Before long, Bob had the structure intact and had repaired the hole in the bottom. But the sides were stained and damaged, and Bob wasn't going to be happy with them unless they looked brand new. The solution? Bob added another layer of laminate on top of the hull from the gunwales to the splash rails. It was a finicky process. Wood grain has a mind of its own, especially when you're trying to bend it around the comely curves of a boat hull. But Bob prevailed, and with some sanding, the new topsides looked great.
Next, some bottom paint:
And a new deck:
And all the sanding, varnishing, paint, hardware and trim to bring the Catalina to show condition. Bob's YJ has made appearances at boat shows in Houston and Dallas, and was the belle of the ball at Keels and Wheels. But no trailer queen is she, Bob takes her out regularly on lakes in the Houston area. Thanks, Bob for saving this Yellow Jacket from a inglorious end, and bringing her back for us all to enjoy!
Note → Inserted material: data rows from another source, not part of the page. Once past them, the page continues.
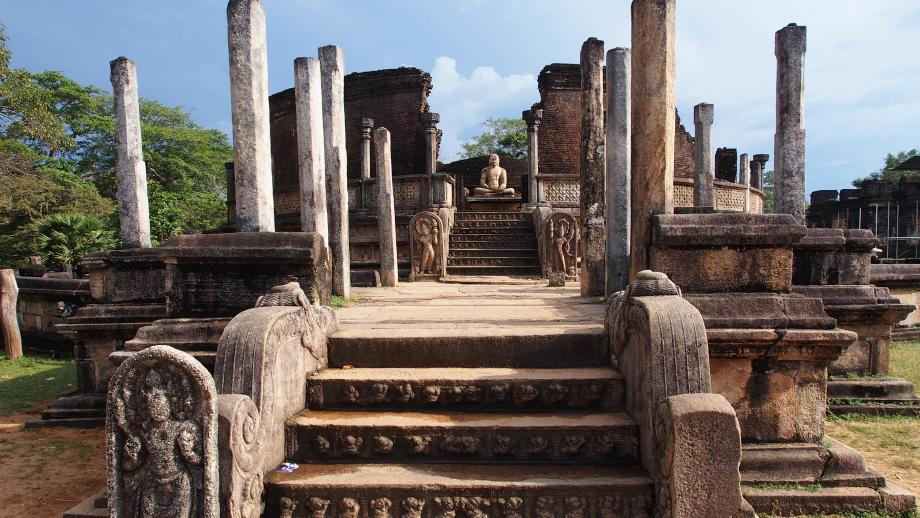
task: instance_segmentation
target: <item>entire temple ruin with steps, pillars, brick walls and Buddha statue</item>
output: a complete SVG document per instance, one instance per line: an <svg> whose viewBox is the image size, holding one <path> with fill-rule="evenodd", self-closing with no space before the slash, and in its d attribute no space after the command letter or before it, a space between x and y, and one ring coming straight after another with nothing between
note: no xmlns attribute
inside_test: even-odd
<svg viewBox="0 0 920 518"><path fill-rule="evenodd" d="M269 97L266 11L231 0L226 232L145 248L128 199L135 248L91 257L59 403L105 409L108 489L65 516L913 509L825 435L866 390L828 373L885 372L913 306L870 284L871 232L804 224L805 28L776 34L763 214L768 155L713 154L712 104L681 124L675 9L634 0L630 48L543 68L527 160L442 164L427 73L328 45Z"/></svg>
Bob Macaluso's '55 Catalina at the land display at Keels & Wheels, Seabrook, Texas
My Grandfather's '57 Catalina
by Colby Choate
Here I am with my Grandfather, Richard Allen, in 1993 when he gave me the boat.
I have a 1957 Yellow Jacket Catalina that my grandfather purchased new. I was given this boat in 1993.
This boat has a late 60's Evinrude 55HP motor. My grandfather still has the original Mercury as well. This boat has not been restored and is needing a little attention. The boat has always been kept inside. The boat was in the water last around the mid 70's per my grandfather. I went to the Keels & Wheels show in Seabrook in April of 2011 and saw the restored Yellow Jackets there, and am now inspired to restore mine. The one thing that I would like to do to this boat is keep it the way that my grandfather gave it to me. Mr. Skelly glassed the deck on this boat and raised the height of the transom when the new motor was put on in the late 60's. I know that this will not make it an original boat but it's part of my family's history.
The boat has a thick stack of registration stickers documenting its history.
The Choate Catalina has been well sheltered all its life.
Keith Griffin's '56 Catalina
Keith "Griff" Griffin (seen smiling under that 'stache at left) and Rhonda Griffin's first trip to Keels & Wheels was well rewarded with a first place in the Classic Outboard class for their sweetly restored 1956 Yellow Jacket Catalina (second photo). The Griffins hail from Crosby, TX, northeast of Houston. Griff found the Yellow Jacket in a barn on a hunting lease property. The third photo below shows just what kind of shape the boat was in when Griff got ahold of it. Griff's natural ability with woodworking and occasional advice from the Yellow Jacket wing of the Wooden Boat Association got Griff all the way to a win! Congratulations, Griff!
Greg Carney's 1960 Trigger
Well, Roy Rogers was a partner in the Yellow Jacket Boat Company, after all! Why not have a Trigger model, then! What a beauty!
Yellow Jacket changed from bolt-on fins to molded fins in 1959. Greg's boat is powered by a 1961 Merc 80 hp Dock-buster and is at Thomas Hill Lake in central Missouri.